Today I am going to start with just two, but there are many more here [and I will write about them tomorrow]. And the two I am highlighting are the most useful to you, not only because of the categories but also because the awards list themselves contain readalikes and annotations and more! Also backlist access is sublime. But I digress...

First up is the Andrew Carnegie Medal for Excellence in Fiction and Nonfiction. While you can click through to see the winners, what I love about this award is that Booklist is in charge of creating resources for the award. So if you click here you can find the shortlist, the longlist, and essays by all 6 of the finalists [3 fiction, 3 nonfiction] with further reading suggestions, both ones that pertain to their specific books and authors they enjoy in general. It is a great example of why awards lists are your best tool to help readers.

The Carnegie Medal site and the RUSA site also have easy backlist access to past winners with annotations, so you can build displays and make suggestions with ease. 

Second, is the less prestigious, but in my opinion much more useful and fun, RUSA CODES Reading List awards. From the site:

Established in 2007 by the CODES section of RUSA, The Reading List seeks to highlight outstanding genre fiction that merit special attention by general adult readers and the librarians who work with them.

The Council, which consists of twelve librarians who are experts in readers’ advisory and collection development, selects one book from each of eight different categories. The eight genres currently included in the council’s considerations are adrenaline titles (suspense, thrillers, and action adventure), fantasy, historical fiction, horror, mystery, romance, science fiction, and relationship fiction.

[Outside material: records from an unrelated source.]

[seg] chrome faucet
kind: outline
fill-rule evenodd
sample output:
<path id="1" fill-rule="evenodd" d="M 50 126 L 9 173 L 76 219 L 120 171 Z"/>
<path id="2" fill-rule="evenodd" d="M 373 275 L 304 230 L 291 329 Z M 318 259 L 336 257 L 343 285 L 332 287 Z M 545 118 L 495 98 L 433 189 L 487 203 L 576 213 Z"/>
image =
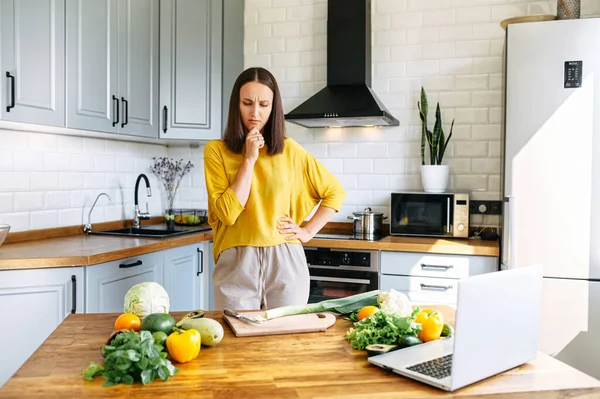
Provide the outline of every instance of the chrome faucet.
<path id="1" fill-rule="evenodd" d="M 94 204 L 90 208 L 90 212 L 88 213 L 88 222 L 87 222 L 87 224 L 85 226 L 83 226 L 83 232 L 84 233 L 89 234 L 92 231 L 92 223 L 91 223 L 92 211 L 94 210 L 94 207 L 96 206 L 96 202 L 98 202 L 98 198 L 100 198 L 103 195 L 106 196 L 106 198 L 108 198 L 108 200 L 112 202 L 112 200 L 110 199 L 110 197 L 108 196 L 108 194 L 106 194 L 106 193 L 100 193 L 100 194 L 98 194 L 98 196 L 96 197 L 96 200 L 94 201 Z"/>
<path id="2" fill-rule="evenodd" d="M 148 189 L 148 197 L 152 197 L 152 191 L 150 190 L 150 181 L 145 174 L 140 174 L 135 181 L 135 217 L 133 219 L 133 227 L 136 229 L 140 228 L 140 220 L 148 220 L 150 219 L 150 213 L 148 212 L 148 203 L 146 202 L 146 212 L 140 212 L 140 207 L 138 206 L 138 188 L 140 186 L 140 180 L 144 179 L 146 182 L 146 188 Z"/>

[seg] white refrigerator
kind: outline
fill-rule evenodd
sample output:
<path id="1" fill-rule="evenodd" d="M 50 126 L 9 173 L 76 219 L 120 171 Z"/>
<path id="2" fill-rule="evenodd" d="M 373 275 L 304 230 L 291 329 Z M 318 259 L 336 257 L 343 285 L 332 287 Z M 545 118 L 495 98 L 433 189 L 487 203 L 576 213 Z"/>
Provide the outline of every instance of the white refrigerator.
<path id="1" fill-rule="evenodd" d="M 509 25 L 505 57 L 502 268 L 544 266 L 539 349 L 600 378 L 600 18 Z"/>

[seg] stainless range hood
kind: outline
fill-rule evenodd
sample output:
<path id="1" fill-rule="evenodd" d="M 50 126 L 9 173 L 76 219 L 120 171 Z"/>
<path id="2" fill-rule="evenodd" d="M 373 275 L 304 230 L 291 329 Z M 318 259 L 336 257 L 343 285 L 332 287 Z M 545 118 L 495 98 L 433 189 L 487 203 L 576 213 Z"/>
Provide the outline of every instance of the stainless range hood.
<path id="1" fill-rule="evenodd" d="M 371 1 L 327 3 L 327 86 L 285 115 L 304 127 L 398 126 L 371 89 Z"/>

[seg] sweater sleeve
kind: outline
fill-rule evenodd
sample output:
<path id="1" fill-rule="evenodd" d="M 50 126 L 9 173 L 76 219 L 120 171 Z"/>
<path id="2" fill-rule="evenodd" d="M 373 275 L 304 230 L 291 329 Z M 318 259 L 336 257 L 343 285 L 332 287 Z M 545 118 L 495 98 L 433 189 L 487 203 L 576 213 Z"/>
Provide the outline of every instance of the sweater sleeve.
<path id="1" fill-rule="evenodd" d="M 229 187 L 223 156 L 213 142 L 204 148 L 204 176 L 212 213 L 225 225 L 233 225 L 244 207 Z"/>
<path id="2" fill-rule="evenodd" d="M 321 201 L 321 205 L 339 212 L 346 199 L 346 191 L 340 181 L 308 151 L 304 162 L 309 192 Z"/>

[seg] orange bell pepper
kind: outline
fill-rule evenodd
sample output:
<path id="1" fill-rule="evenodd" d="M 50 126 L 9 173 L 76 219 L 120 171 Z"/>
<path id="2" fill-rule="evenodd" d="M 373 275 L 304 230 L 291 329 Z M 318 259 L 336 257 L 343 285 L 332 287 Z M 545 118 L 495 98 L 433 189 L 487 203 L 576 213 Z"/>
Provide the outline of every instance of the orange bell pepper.
<path id="1" fill-rule="evenodd" d="M 421 324 L 422 329 L 419 338 L 423 342 L 433 341 L 442 335 L 444 318 L 435 309 L 423 309 L 415 316 L 415 322 Z"/>
<path id="2" fill-rule="evenodd" d="M 194 360 L 200 353 L 201 337 L 200 332 L 196 329 L 181 330 L 174 328 L 167 337 L 167 350 L 169 356 L 177 363 L 187 363 Z"/>

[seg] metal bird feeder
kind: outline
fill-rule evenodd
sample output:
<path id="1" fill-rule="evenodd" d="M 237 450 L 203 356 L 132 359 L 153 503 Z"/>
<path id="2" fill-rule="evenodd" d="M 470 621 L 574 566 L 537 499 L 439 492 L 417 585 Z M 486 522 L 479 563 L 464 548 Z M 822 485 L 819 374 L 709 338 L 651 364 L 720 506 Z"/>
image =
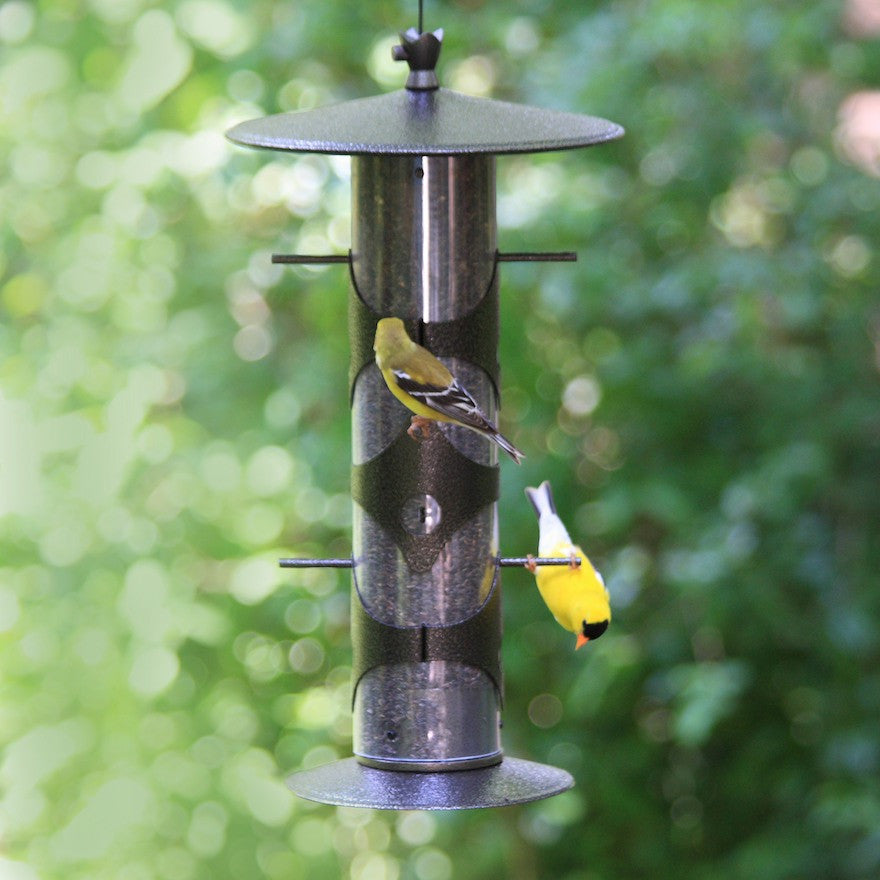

However, the Council is constructed in such a way to be adaptable to new genres and changes in contemporary reading interest.

This year's winners are not up on the awards page website yet, but the announcement can be found here. As it says above there are 8 categories-- all genre based! Each category has a winner. That titles gets an annotation [which you can use to book talk the title to a patron] and 3 readalikes. There is also a short list of other titles as well. 

This means that for each of the 8 categories you have 8 titles that you can trust for each genre. That is 64 genre titles at your fingertips just this year alone! And then, take into account that the Award homepage goes back to 2014, and, well, try not to explode with genre resource happiness.

Also, it is VERY important to note that these are genre titles picked NOT by genre specialists, rather by general adult services librarians. That's what I love about this list. It reflects what is most appealing to a wide audience, not just hard core fans of each genre.

Click through to look at the current genre award winners. And then go to the main Reading List web page for backlist access back to 2014. Just a quick perusal of these lists will give you a sense of where each genre is from a public library standpoint. I will be posting the specific, Horror information on the other blog.